• For the Nth time: why the land needs to be distributed (Torah or not)

    From Jos Boersema@21:1/5 to All on Wed Oct 18 15:44:16 2023
    XPost: alt.politics.socialism

    Things are worse than what many people who critisize Central Banks as the
    main cause of modern problems seem to think. Land (soil, trees, rivers,
    the weather, _a place)_ is the starting point of all economics. Work
    starts point blank, stick in the ground. There are no investors,
    money doesn't even exist. This is here it already went wrong. In a
    *civil* -ization, any sort off, you are supposed to be on the _same
    side_ ultimately. Economics is friendly competition for a greater
    good. Economics is not war, should not be war.

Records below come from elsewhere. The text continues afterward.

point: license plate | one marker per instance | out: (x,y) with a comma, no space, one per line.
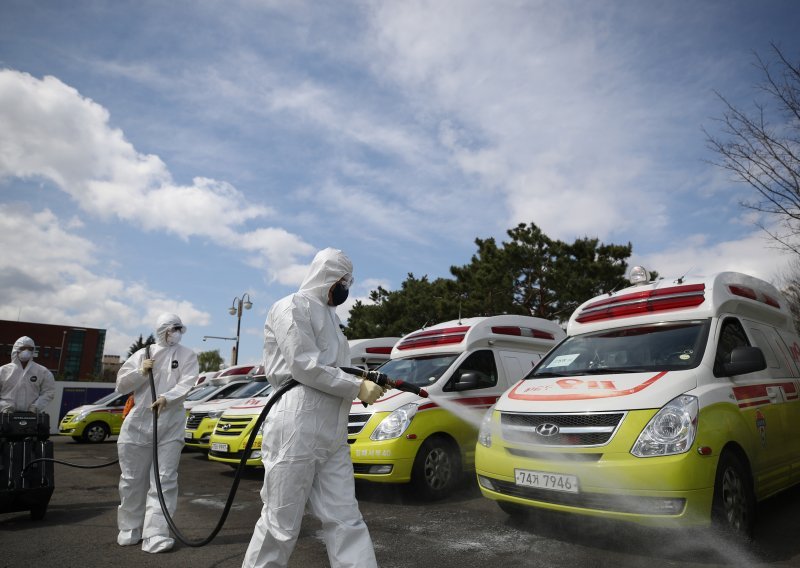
(546,480)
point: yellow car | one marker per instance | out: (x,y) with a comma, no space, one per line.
(203,418)
(94,422)
(229,439)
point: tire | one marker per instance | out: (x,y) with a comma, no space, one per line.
(96,432)
(733,510)
(37,512)
(437,469)
(514,510)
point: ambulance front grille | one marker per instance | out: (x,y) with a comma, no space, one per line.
(357,422)
(567,430)
(194,420)
(231,426)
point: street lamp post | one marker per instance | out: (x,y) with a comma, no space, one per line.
(236,310)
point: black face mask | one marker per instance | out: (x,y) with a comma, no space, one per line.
(339,294)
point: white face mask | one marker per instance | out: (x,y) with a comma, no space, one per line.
(174,337)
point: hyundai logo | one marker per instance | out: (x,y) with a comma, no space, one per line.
(547,429)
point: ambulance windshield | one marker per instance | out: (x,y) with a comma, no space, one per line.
(420,371)
(668,346)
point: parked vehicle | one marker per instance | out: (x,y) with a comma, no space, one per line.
(203,418)
(229,438)
(371,353)
(221,386)
(95,422)
(668,404)
(465,366)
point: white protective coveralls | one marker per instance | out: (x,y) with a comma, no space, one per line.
(305,452)
(175,369)
(25,389)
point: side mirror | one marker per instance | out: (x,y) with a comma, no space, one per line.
(744,360)
(467,381)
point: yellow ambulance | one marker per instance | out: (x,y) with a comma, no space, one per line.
(228,440)
(465,365)
(670,403)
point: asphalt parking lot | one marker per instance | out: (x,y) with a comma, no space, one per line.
(464,531)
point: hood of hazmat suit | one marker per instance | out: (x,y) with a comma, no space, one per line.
(26,389)
(305,452)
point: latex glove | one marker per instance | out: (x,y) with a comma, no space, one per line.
(369,392)
(160,404)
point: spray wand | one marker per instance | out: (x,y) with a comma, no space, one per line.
(385,381)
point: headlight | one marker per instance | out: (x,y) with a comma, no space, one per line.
(671,430)
(485,432)
(82,415)
(395,424)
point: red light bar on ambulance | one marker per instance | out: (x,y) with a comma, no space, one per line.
(434,337)
(522,332)
(640,303)
(758,296)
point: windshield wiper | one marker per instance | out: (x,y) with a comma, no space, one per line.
(547,375)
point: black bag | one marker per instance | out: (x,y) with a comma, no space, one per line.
(19,425)
(31,490)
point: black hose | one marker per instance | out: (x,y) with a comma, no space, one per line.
(242,464)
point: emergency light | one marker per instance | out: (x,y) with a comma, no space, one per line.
(646,301)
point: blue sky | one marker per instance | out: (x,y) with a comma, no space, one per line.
(172,156)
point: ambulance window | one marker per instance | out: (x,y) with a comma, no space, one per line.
(730,336)
(761,341)
(482,363)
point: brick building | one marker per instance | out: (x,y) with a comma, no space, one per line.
(71,353)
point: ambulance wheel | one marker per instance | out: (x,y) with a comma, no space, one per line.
(437,468)
(733,510)
(95,432)
(37,513)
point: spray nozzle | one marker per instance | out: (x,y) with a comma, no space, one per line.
(384,381)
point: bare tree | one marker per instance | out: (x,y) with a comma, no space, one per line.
(766,155)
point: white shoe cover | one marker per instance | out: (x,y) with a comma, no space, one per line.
(127,538)
(157,544)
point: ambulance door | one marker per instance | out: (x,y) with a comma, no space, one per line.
(516,365)
(787,349)
(760,405)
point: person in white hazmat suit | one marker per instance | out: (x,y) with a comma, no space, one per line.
(25,385)
(305,452)
(175,369)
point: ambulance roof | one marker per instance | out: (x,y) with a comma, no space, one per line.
(684,299)
(461,335)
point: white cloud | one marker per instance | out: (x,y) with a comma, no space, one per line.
(48,130)
(47,275)
(753,254)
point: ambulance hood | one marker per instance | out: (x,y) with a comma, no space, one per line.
(597,393)
(389,402)
(247,406)
(212,405)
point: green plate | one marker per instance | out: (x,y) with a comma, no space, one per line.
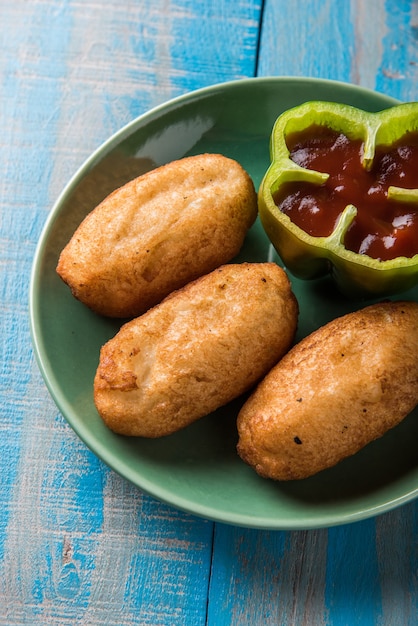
(197,469)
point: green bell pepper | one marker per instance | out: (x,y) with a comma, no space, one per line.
(309,257)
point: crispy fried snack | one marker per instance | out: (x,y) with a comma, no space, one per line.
(157,233)
(334,392)
(201,347)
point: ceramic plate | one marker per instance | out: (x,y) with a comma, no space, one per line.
(197,469)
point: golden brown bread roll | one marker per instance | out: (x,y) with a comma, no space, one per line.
(338,389)
(198,349)
(157,233)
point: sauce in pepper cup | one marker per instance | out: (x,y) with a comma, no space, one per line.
(341,196)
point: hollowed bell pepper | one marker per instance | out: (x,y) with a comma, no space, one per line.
(308,256)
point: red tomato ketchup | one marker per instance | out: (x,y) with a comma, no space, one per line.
(383,229)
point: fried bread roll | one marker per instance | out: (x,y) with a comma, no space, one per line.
(334,392)
(157,233)
(198,349)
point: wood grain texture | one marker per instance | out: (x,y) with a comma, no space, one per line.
(78,544)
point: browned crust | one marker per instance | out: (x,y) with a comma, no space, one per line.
(157,233)
(201,347)
(333,393)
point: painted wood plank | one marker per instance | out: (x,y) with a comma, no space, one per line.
(79,545)
(365,573)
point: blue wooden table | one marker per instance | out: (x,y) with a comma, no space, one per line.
(78,543)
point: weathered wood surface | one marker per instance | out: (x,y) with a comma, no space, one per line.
(78,544)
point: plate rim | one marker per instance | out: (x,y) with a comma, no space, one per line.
(101,451)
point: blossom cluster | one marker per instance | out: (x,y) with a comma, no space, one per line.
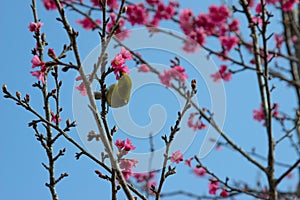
(118,63)
(175,72)
(124,146)
(210,24)
(198,125)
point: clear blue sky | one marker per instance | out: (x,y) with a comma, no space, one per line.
(22,175)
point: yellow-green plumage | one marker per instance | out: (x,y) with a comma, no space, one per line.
(118,94)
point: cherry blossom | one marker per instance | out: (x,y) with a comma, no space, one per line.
(82,89)
(88,24)
(152,2)
(198,125)
(188,162)
(35,27)
(137,14)
(121,33)
(224,193)
(144,68)
(288,5)
(199,171)
(223,73)
(49,4)
(118,63)
(51,53)
(36,62)
(40,75)
(53,118)
(176,157)
(229,42)
(128,164)
(125,145)
(218,15)
(279,40)
(213,187)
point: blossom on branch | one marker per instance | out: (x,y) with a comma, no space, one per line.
(40,75)
(176,157)
(223,73)
(82,89)
(88,24)
(36,62)
(118,63)
(137,14)
(35,27)
(144,68)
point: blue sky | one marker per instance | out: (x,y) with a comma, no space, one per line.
(22,175)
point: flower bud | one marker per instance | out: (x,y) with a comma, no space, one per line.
(27,98)
(18,94)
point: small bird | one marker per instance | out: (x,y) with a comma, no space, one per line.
(118,94)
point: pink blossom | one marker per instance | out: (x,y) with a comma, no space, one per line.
(198,125)
(120,33)
(120,144)
(53,118)
(142,177)
(88,24)
(213,187)
(288,5)
(126,54)
(258,8)
(127,174)
(150,184)
(199,171)
(234,25)
(152,2)
(35,27)
(128,164)
(229,42)
(137,14)
(290,175)
(188,162)
(224,193)
(111,3)
(176,157)
(82,89)
(40,75)
(36,62)
(257,20)
(176,72)
(49,4)
(118,61)
(51,53)
(258,115)
(279,40)
(223,73)
(218,15)
(125,145)
(251,3)
(119,70)
(128,145)
(204,21)
(144,68)
(190,46)
(186,19)
(78,78)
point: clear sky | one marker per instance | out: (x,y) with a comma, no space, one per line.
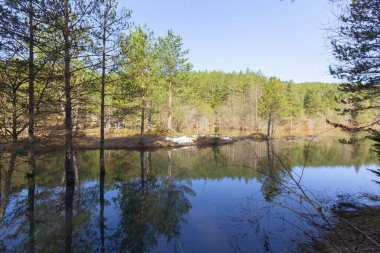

    What does a _civilization_ do in the stone age: everyone will be allowed
    to head into the woods and do what they need to do. Everyone gets access
    to the river bank. In the stone age this is a given, and difficult to
    prevent. If you get into an argument you walk away for a day and may never
    see those people again. There you find: *free land.* The starting point
    of the economy is always open to you. There are very few people. Trade
    can already flourish in this environment, and reportedly did. This
    is how humanity learned about trade. The land itself was not part of
    it. Basically everyone had access to land, even though the quality was
    not always the same.

    Everything changed when people started farming, and this is where it
    all went wrong already. They should have done the civilized thing and
    given _everyone_ a right to land, and every generation again everyone
    should have their right to a place honored, for free. In this kind of
    an environment, trade flourishes and free initiative comes up from the
    bottom non stop. Small businesses can have extremely low or even zero
    fixed costs. They cannot even go bankrupt. Compare this to opening a
    boutique shop in a busy city center.

    This is where everything went wrong, this is where the disease is. It
    is in the ignorance of the people to not allow _each other_ and everyone
    their children, constantly and forever the right to an equal share of the _land._ With the starting point of the economy being messed up, what was
    to come of this was going to be the symptoms of the underlying disease.
    This disease is thousands of years old.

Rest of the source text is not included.